The process may reduce withdrawal symptoms and nicotine cravings. Success rates among participants in varenicline clinical trials are reported to be around 22% continued abstinence after 12 months.

But as the National Prescribing Service has noted, clinical trials differ considerably from “real world” settings.

Trials for varenicline enrolled healthy people:

  • with no pre-existing medical or psychiatric conditions;

  • who were motivated to quit;

  • with moderate levels of nicotine dependence, and;

  • who were also provided with regular cessation advice and support.

Smokers across the general population have a considerably less salubrious profile, and there are also substantial differences in motivation between trial participants and the broader community.

Roughly half of Australians who were prescribed varenicline in the year after it was listed on the PBS stopped treatment within four weeks, compared to 11.4% of trial participants.

One potential explanation for the community drop-off rate is the range of associated side effects.

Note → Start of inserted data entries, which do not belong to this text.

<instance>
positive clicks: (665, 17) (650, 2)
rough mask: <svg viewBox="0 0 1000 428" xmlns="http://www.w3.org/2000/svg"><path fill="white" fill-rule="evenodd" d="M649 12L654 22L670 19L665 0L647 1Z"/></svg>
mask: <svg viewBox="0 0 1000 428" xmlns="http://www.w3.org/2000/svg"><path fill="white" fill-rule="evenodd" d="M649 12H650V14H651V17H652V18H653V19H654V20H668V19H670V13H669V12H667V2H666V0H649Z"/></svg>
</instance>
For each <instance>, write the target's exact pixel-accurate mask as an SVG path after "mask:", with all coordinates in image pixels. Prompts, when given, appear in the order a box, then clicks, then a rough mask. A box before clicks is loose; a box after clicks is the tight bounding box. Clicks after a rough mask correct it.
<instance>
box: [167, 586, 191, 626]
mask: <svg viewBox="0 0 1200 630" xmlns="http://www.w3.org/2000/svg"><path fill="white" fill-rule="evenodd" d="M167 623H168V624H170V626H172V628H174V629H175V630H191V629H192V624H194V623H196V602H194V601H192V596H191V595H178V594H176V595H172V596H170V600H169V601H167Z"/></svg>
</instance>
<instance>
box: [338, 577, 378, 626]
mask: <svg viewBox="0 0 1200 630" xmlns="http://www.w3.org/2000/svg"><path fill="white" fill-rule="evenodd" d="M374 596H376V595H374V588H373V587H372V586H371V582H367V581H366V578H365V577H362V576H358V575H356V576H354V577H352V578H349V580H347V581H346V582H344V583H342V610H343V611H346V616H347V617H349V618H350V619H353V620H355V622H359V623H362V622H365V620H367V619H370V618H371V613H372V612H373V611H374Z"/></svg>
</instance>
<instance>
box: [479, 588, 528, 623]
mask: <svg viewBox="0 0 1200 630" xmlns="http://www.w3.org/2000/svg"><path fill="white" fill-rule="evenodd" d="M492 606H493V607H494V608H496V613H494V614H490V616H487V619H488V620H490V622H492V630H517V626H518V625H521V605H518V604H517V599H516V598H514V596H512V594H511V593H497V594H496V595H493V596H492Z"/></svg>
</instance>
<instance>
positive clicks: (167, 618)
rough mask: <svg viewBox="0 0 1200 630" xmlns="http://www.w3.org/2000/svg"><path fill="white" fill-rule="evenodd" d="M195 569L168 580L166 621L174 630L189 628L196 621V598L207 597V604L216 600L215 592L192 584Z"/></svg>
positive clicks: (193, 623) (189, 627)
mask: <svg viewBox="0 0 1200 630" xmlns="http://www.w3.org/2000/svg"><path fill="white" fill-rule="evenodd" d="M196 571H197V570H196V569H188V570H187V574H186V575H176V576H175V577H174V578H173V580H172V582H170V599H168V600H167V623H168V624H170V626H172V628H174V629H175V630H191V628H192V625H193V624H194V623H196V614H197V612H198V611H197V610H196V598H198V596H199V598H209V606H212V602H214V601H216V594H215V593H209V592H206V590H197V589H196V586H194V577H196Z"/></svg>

Nausea, in up to one-third of those taking varenicline, insomnia, abnormal dreams, headache and constipation are commonly reported adverse effects.

Of greater concern is that the Therapeutic Goods Administration’s (TGA) August 2010 Medicines Safety Update reported that “psychiatric symptoms, including suicidal behaviour, continue to be reported with varenicline”.

By May 2010, the TGA had received 1025 reports of suspected adverse reaction, 67% (691) related to psychiatric symptoms including “depression, agitation, anxiety, altered mood and aggression” and reports of “206 suicide-related events among people taking varenicline, including 15 completed suicides”.

And concerns about this drug are not confined to Australia.

Since 2009, the US Food and Drug Administration (FDA) has required that varenicline packaging display “boxed” warnings, the strongest of all FDA warnings, about a possible link between the drug and the onset of neuropsychiatric adverse effects.

ashley rose/Flickr

Health-care providers are also advised to closely monitor patients who are prescribed varenicline.

Despite such seemingly obvious concerns, varenicline is championed by many in a smoking cessation community increasingly committed to pharmaceutical approaches to quitting.

Belief that smokers are unable to quit without using varenicline, nicotine replacement therapy (NRT), buproprion (Zyban in Australia) or some other form pharmacotherapy has become so entrenched that a 2010 article reporting that the great majority of ex-smokers had quit without recourse to assistance and suggesting smokers be made aware of this fact, was roundly criticised in peer-reviewed journals and on the leading international tobacco-control online forum.

Criticism of the article was largely based on a clinical perspective of smoking cessation that’s preoccupied with rates of quitting associated with a particular treatment, as opposed to those who take a population-level perspective focusing on getting the greatest number of smokers to quit.

This situation has come to pass largely due the pharmaceutical industry’s aggressive promotion of its cessation treatments, often based on work by teams of researchers and consultants who report more favourable results than researchers not funded by industry.

Some two decades of such promotion notwithstanding, the reality of smoking cessation is that between two-thirds and three-quarters of former smokers quit without using NRT or other drugs or attending any sort of smoking cessation service. As few as 1% to 7% even call a quitline.

Pfizer Australia’s arrangement with pharmacists to sign smokers up to the Champix support scheme is only the most recent example of the industry’s clear commercial interest in undermining smokers’ confidence in their ability to quit “cold turkey”.

What’s even more worrying is that there’s a growing body of evidence that the drug they are promoting for this could be doing more harm than good.